= Samuel Ferrand Waddington =

English merchant and political activist

Samuel Ferrand Washington (born 1759, fl. 1790 – 1812) was an English merchant and a political activist.

==Life==
He was born in 1759 in a village called Walkeringham in the Nottinghamshire county of England. He was educated at a German university and went into commerce. He engaged in the hop trade and lived near Tonbridge, Kent.

During at least the later part of the American Revolution, he was living in New York city and joined a Loyalist Militia Regiment, the "Battalion of the Loyal Volunteers of New York. (May 1782)

After the American Revolution, he lived in Halifax, Nova Scotia. (Oct. 1784 - Nov. 1795)

At the outbreak of the French Revolution, he took up the cause of the Republicans. In 1795, he chaired several meetings in London aimed at petitioning the crown and parliament to make peace with France. Because of his views, he was expelled from the Surrey Troop of light horses. In 1806, he attacked Edmund Burke in a pamphlet entitled Remarks on Mr. Burke's Two Letters "on the Proposals for Peace with the Regicide Directory of France," censuring him for applying the term 'regicide' to the French Directory.

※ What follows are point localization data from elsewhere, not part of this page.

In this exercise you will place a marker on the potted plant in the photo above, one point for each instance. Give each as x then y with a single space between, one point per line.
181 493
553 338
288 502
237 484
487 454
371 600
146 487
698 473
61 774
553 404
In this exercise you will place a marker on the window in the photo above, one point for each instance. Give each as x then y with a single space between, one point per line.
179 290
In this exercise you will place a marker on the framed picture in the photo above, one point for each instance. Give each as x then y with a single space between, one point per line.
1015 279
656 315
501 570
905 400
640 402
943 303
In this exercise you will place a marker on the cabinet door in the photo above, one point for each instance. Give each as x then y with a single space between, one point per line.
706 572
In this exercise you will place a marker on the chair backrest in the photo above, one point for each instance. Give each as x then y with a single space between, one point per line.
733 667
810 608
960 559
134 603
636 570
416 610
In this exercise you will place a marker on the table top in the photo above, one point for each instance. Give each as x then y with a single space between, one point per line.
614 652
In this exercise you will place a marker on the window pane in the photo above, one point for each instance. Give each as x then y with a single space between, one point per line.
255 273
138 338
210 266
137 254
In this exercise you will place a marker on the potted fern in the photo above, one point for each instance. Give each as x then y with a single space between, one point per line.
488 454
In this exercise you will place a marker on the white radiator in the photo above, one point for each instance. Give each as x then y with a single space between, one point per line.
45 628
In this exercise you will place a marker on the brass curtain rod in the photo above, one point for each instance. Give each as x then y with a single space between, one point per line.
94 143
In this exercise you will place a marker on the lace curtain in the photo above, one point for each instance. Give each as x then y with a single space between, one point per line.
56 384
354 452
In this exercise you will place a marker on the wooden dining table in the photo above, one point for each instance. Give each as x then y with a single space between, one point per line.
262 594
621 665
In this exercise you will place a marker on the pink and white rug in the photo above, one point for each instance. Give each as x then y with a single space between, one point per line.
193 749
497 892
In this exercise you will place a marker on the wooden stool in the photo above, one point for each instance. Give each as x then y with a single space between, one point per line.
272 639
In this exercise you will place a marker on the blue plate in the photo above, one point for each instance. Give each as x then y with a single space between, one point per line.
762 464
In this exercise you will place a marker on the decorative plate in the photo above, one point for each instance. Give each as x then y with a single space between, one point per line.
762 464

In 1800, he was brought to trial for forestalling hops, having purchased a large number of hop-grounds to control the price of their production. He was found guilty, fined £500, and sentenced to one month's imprisonment. He continued to live in Kent, and in the borough of Southwark until 1812. The date of his death is uncertain.

==Works==
- Remarks on Mr. Burke's Two Letters "on the Proposals for Peace with the Regicide Directory of France," London, 1806
- The Metaphysic of Man, a translation from the German of J. C. Goldbeck, London, 1806
- Letter to Thomas Erskine on the Subject of Forestalling Hops, London, 1799
- An Appeal to British Hop Planters, London, 1805
- The Critical Moment, London, 1805
- Three Letters to that Greatest of Political Apostates George Tierney, London, 1806
- A Letter to the Lord Mayor on Matters of the highest Importance to a Free People, London, 1810
- The Oriental Exposition, presenting to the United Kingdom an open Trade to India and China, London, 1811
- A Key to a Delicate Investigation, London, 1812, published as "Esculapius".
- An Address to the People of the United Kingdom, London, 1812, published as Algernon Sydney.